Duurzaamheidsindactoren KringloopWijzer (HME groep Oost)
Jaar 2019 2020
Stikstofbodemoverschot (kg N/ha) 133 138
Broeikasgas (g CO2 eq. per kg meetmelk) 1185 1097
Aandeel Eiwit van eigen land (%) 56 59
NH3 bedrijf (kg/gve) 25 25
NH3 bedrijf (kg/ha) 56 54
Aandeel blijvend grasland (%) 54 53

Het overzicht van de KPI’s met de daaronder liggende factoren is besproken en gerelateerd aan de genomen maatregelen voor Eiwit van Eigen Land. We kijken in hoeverre deze kengetallen uitpakken voor de ‘andere’ duurzaamheidskengetallen.

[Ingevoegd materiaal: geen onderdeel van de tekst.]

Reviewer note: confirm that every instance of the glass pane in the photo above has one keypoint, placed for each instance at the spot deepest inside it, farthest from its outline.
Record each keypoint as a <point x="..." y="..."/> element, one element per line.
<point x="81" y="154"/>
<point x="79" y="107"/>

CO2 scoort beter van 2019 naar 2020

Dit is deel het gevolg van meenemen van mengvoer specifieke footprint, die voor deze bedrijven lager ligt dan de waarde van 2019. Reststromen worden met lagere CO2 ingerekend dan van mengvoer (bijv bierbostel) en kunnen daarom helpen CO2 emissie van aanvoerbronnen te verlagen. Meer opbrengst grasland en het voeren van minder krachtvoer leidt in principe tot minder aanvoer van voer, met bijbehorende emissies. Weinig verliezen en goede benutting van eigen ruwvoer werkt positief door. De verwachting is dan ook dat de belangrijkste maatregelen niet hoeven leiden tot een hogere CO2 foodprint en mogelijk zelfs een vermindering van de CO2 emissie.

N-overschot

Aandachtspunt bij het N-bodemoverschot is dat er bij droogte snel te veel bemesting wordt gegeven. In droge jaren zie je dat vaak terug in een verhoging van N-bodemoverschot t.o.v. het voorgaande jaar. Water bij de mest kan gebruikt worden om dierlijke mest beter te benutten. Grofweg de helft van de groep OOST kan dit al en doet dit ook. Ook hier geldt dat de maatregelen die worden genomen als het gaat om opbrengstverhoging en ruwvoer- en mestbenutting een positief effect zullen hebben op de vermindering van het stikstofbodemoverschot.

Ammoniak 

Meer ruw eiwit en stikstof in voer en mest geeft hogere (kans) op ammoniakemissie. Hierin is dus vooral het sturen op eiwit/VEM verhouding met ureum in de melk als graadmeter een goede methode om de emissie te reduceren. Daarnaast geeft ook meer weiden een lagere emissie omdat urine en feces dan niet bij elkaar komen.

Eiwit van eigen land

Het percentage eiwit van eigen land ligt in 2020 3% hoger dan in 2019. Dit kwam aan de ene kant door een iets hogere graslandopbrengst, ondanks dat het jaar 2020 zich ook weer door droogte kenmerkte. En aan de andere kant waren er enkele bedrijven die meer grond onder hun bedrijf wisten te verwerven waardoor de intensiteit iets daalde.

Eerste globale conclusie 

We denken de maatregelen die we gebruiken bij Eiwit van Eigen Land zo kunnen gaan toepassen in de praktijk. We verwachten dat ze niet leiden tot een verslechtering van de andere KPI’s wat betreft duurzaamheid. Vakmanschap en bedrijfsmanagement zijn daarbij de basis. De eerste indruk vanuit deze groep is dat ze geen negatieve afwentelingen ervaren op de vier genoemde thema’s.